There was a firm set to her mother’s small pointed chin that Arianna had never noticed before. Arianna couldn’t remember many arguments between her parents, but on the few occasions when her mother had gone nose to nose with her father, it was Owain, the mighty Prince of Gwynedd, who had backed down. Arianna made a resolution that before she left Dinas Emrys with Raine, she would speak with her mother and learn all she could about how to tame a black dragon.

Suddenly a loud splash disturbed the quiet of the hall, followed by a string of bloodcurdling curses.

“God’s death …” Arianna stifled a giggle with her hand. “They’ve fallen into the moat!”

Mother and daughter carefully laid aside their skeins of yarn and went to the rescue of their men. They went slowly, as if taking a stroll on their way to Mass. By the time they arrived at the gatehouse, some of Owain’s
teulu
had already fetched a rope and were preparing to haul the men out of the slimy water.

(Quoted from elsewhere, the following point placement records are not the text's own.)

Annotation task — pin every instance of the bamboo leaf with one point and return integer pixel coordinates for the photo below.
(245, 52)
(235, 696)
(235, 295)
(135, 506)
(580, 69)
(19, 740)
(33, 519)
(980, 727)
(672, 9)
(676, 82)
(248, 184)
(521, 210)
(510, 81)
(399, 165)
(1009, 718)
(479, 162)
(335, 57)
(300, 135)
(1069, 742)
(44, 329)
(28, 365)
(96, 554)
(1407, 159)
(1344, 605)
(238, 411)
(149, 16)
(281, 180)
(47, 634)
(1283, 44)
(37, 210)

Putting a finger to her lips, Cristyn relieved them of the rope and waved them inside.

It was a dark night, deep and still, with only a few fading stars and a sliver of a moon to cast any light. Cristyn, looking small and slender as a girl, danced over to the thick chain that raised and lowered the drawbridge. She slung the coil of rope over the chain, but she didn’t lower it.

“What in God’s wounds is happening up there?” Owain bellowed. “Where did everybody go? We’re freezing down here, man. And it stinks!”

Grasping the chain with one hand and raising her skirts with the other, Cristyn lowered herself so that she was
sitting on the edge of the bridge, her legs swinging free. Smiling to herself, Arianna did the same. The moat stank of stagnant water and rot. Fortunately for the two warriors now floating down there in the sludge, the castle’s sewage did not drain into the moat, but was carried away instead by an underground stream within the bailey.

Cristyn put her weight on her outstretched arms and leaned down to peer into the darkness. “Owain, my love. Why have you decided to go swimming this time of night? I thought ‘twas your intention to steal Merfyn’s sheep.”

“Cristyn, sweetling, is that you? Do not natter at me, woman. Fetch a rope and be quick about it. And for the Virgin’s sake, cover up your legs!”

Cristyn pulled her skirts up higher, revealing the tops of her stockings. The pale skin of her knees were like two silver oranges in the dim moonlight. “It seems these big, brave knights need our help, daughter. Shall we give it to them?”

Arianna looked down into the moat, but, although she could hear a lot of splashing going on, she could see nothing. “Nay, why should we? If they are such big, brave knights, they ought to be able to help themselves.”

Raine’s voice drifted up to her from out of the black hole beneath her feet. “Arianna, my sweet vassal. Remember this afternoon and the oath you gave me.”

Arianna remembered the afternoon, all of the afternoon. In truth, she felt hot and weak and slightly dizzy whenever she thought of that afternoon. “ Tis my thought,” she said to her mother, though she spoke loud enough to be heard above all the splashing and cursing, “that a night in the moat will go far in teaching them both that to go a-raiding with a belly and a head full of mead is a dangerous undertaking.”

“Arianna!” Raine roared, abandoning all pretense of the gentle lover.

Her father spoke in a wheedling tone that she’d never heard before. “Cristyn, wife of my heart, love of my life
… surely you do not mean to leave me to drown?” When this elicited no response, he changed tactics. “Woman, if you don’t help us out this instant, when I do get out I will make you very, very sorry.”

Cristyn began to hum a lilting little song. From below there came a lot of loud whispering, like the rustle of crows in a corn field. The men were no doubt plotting their next strategy. Arianna wondered whether it would take the form of promises or threats.

“Arianna, are you listening?” Raine demanded.

Arianna swung her legs. “Very well, I’m listening. Since I’ve nothing better to do.”